This is the new home of the egghelp.org community forum.
All data has been migrated (including user logins/passwords) to a new phpBB version.


For more information, see this announcement post. Click the X in the top right-corner of this box to dismiss this message.

Simple parse

Old posts that have not been replied to for several years.
Locked
T
TC^

Simple parse

Post by TC^ »

I need help on how to parse information from a simple HTML page...

for example:

This is the HTML-page:
9,1,16,80,9,128,some text
And i need the script to return the first number (9) on !first and "some text" on !second


Please don't redirect me to some large documentation!.. I'm still quite a nub in tcl-scripting...

Hope someone can help...
p
ppslim
Revered One
Posts: 3914
Joined: Sun Sep 23, 2001 8:00 pm
Location: Liverpool, England

Post by ppslim »

I am afraid, we will direct you to large documentation.

However, we we will give you pointers on where to be looking within it.

First, you say it's HTML page, but what you posted isn't. SO I am guessing, that that text is embeded somwhere within the HTML page tiself.

First thing I sugest, is to download google.tcl, then read through the Tcl docs and see whop to download the HTML page. This part is straight forward.

Next, You will need to make the Tcl, parse through, and locate the text in question.

A series of string commands, or regexps should get you to this location, by looking at the ltext, for strings of texts, that remain within the page, even if the page is dynamicly generated.

Once you have obtained the text, and stored it in a variable, you can use "split" and "lindex" to obtaint he values you need.

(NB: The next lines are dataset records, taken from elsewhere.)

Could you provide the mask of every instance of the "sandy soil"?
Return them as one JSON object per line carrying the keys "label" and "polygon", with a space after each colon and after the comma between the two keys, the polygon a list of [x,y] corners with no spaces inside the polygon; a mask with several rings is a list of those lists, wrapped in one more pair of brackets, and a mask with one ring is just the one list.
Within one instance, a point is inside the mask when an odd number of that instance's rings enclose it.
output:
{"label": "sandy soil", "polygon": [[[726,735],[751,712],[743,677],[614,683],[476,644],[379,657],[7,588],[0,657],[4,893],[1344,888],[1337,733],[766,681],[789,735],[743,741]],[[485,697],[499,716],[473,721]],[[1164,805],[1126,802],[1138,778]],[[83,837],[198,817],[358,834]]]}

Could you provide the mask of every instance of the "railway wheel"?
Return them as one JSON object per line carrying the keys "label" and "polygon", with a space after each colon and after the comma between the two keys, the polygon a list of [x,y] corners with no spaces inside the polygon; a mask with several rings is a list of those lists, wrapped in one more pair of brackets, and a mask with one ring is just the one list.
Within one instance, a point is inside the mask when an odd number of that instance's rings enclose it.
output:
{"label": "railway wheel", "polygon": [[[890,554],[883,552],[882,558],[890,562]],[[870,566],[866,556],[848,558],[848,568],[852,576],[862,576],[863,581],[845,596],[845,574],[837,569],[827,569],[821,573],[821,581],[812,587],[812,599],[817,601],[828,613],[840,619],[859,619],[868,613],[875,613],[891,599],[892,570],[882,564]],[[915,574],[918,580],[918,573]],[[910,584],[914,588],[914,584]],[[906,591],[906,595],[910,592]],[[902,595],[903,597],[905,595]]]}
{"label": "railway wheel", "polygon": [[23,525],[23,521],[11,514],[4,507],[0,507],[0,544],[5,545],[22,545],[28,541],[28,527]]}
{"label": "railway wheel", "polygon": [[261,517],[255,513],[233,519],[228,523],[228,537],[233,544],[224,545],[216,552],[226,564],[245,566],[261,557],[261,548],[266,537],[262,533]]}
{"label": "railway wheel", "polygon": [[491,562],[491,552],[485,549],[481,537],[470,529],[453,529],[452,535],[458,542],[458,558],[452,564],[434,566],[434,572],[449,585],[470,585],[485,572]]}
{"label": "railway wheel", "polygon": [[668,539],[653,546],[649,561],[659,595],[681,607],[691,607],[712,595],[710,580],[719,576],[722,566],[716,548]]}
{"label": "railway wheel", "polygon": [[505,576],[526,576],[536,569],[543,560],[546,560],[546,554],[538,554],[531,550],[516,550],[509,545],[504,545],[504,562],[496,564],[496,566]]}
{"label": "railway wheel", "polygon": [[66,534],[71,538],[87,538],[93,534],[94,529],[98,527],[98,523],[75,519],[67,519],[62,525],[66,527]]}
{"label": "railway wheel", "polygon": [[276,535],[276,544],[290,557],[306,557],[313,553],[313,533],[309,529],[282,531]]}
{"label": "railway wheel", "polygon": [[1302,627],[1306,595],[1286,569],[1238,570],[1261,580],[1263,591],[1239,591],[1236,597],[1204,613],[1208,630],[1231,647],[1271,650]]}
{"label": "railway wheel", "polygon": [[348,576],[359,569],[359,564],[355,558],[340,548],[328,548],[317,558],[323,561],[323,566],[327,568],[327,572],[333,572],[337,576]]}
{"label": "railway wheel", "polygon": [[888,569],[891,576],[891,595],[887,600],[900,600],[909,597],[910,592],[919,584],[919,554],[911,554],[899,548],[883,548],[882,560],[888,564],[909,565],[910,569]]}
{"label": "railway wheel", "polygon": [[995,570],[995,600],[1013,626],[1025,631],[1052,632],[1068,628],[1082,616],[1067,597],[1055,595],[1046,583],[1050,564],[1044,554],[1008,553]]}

I fyou need any more ifnormation, you will need to ask specific questions. Simply saying I need A from a web-page, wihtout giving any other details about the page contents, is simply a non-starter for us. Only you know what the content is so far.
T
TC^

Post by TC^ »

Sorry I wasn't more precise in my question..

This is the page i'm talking about: http://213.114.155.110:8000/7.html

But thanks anyway! For your fast answer.. I'm thanful for that!

If you could give me some more pointers i'll be delighted!
ppslim wrote:I am afraid, we will direct you to large documentation.

However, we we will give you pointers on where to be looking within it.

First, you say it's HTML page, but what you posted isn't. SO I am guessing, that that text is embeded somwhere within the HTML page tiself.

First thing I sugest, is to download google.tcl, then read through the Tcl docs and see whop to download the HTML page. This part is straight forward.

Next, You will need to make the Tcl, parse through, and locate the text in question.

A series of string commands, or regexps should get you to this location, by looking at the ltext, for strings of texts, that remain within the page, even if the page is dynamicly generated.

Once you have obtained the text, and stored it in a variable, you can use "split" and "lindex" to obtaint he values you need.

I fyou need any more ifnormation, you will need to ask specific questions. Simply saying I need A from a web-page, wihtout giving any other details about the page contents, is simply a non-starter for us. Only you know what the content is so far.
p
ppslim
Revered One
Posts: 3914
Joined: Sun Sep 23, 2001 8:00 pm
Location: Liverpool, England

Post by ppslim »

A nice simple page.

First off, you should learn how to use the HTTP package for Tcl. As stated, google.tcl uses this, so is a good place to an example.

Using the data it downloads, you will can start paring the contents.

Once simple idea, would be to locate the end of the tag <BODY>. This can be done using some of the simplified commands Tcl provides.

You would then save all content up to the </BODY> tag, again with the provided commands.
T
TC^

Post by TC^ »

I've tried looking through google.tcl, and I must confess, it's a little too complicated for me..

However I've found another script that was far more simple, but not nearly as advanced, and therefore more difficult to get to do what I want..

Code: Select all

set radio_url "http://213.114.155.110:8000/7.html"

bind pub - !users users_get

proc users_get {nick mask hand chan args} {
	global radio_url
	set file [open "|lynx -source $radio_url" r]
	set html "[gets $file]"
	regsub "<HTML><meta http-equiv=\"Pragma\" content=\"no-cache\"></head>" $html "" html
      regsub "<body>" $html "\002 Listeners: \002" html
	putchan $chan $html
}
The webpage is following:
<HTML><meta http-equiv="Pragma" content="no-cache"></head><body>4,1,8,80,4,128,Fpu - Racer Car (Voidcom)</body></html>
And the script returns:
Listeners: 4,1,8,80,4,128,Fpu - Racer Car (Voidcom)</body></html>
My question is... Can regsub be used in such a way, that it ignores all text from the first comma and forward.. So it returns this:
Listeners: 4
I hope it is detailed enough this time ;)
Locked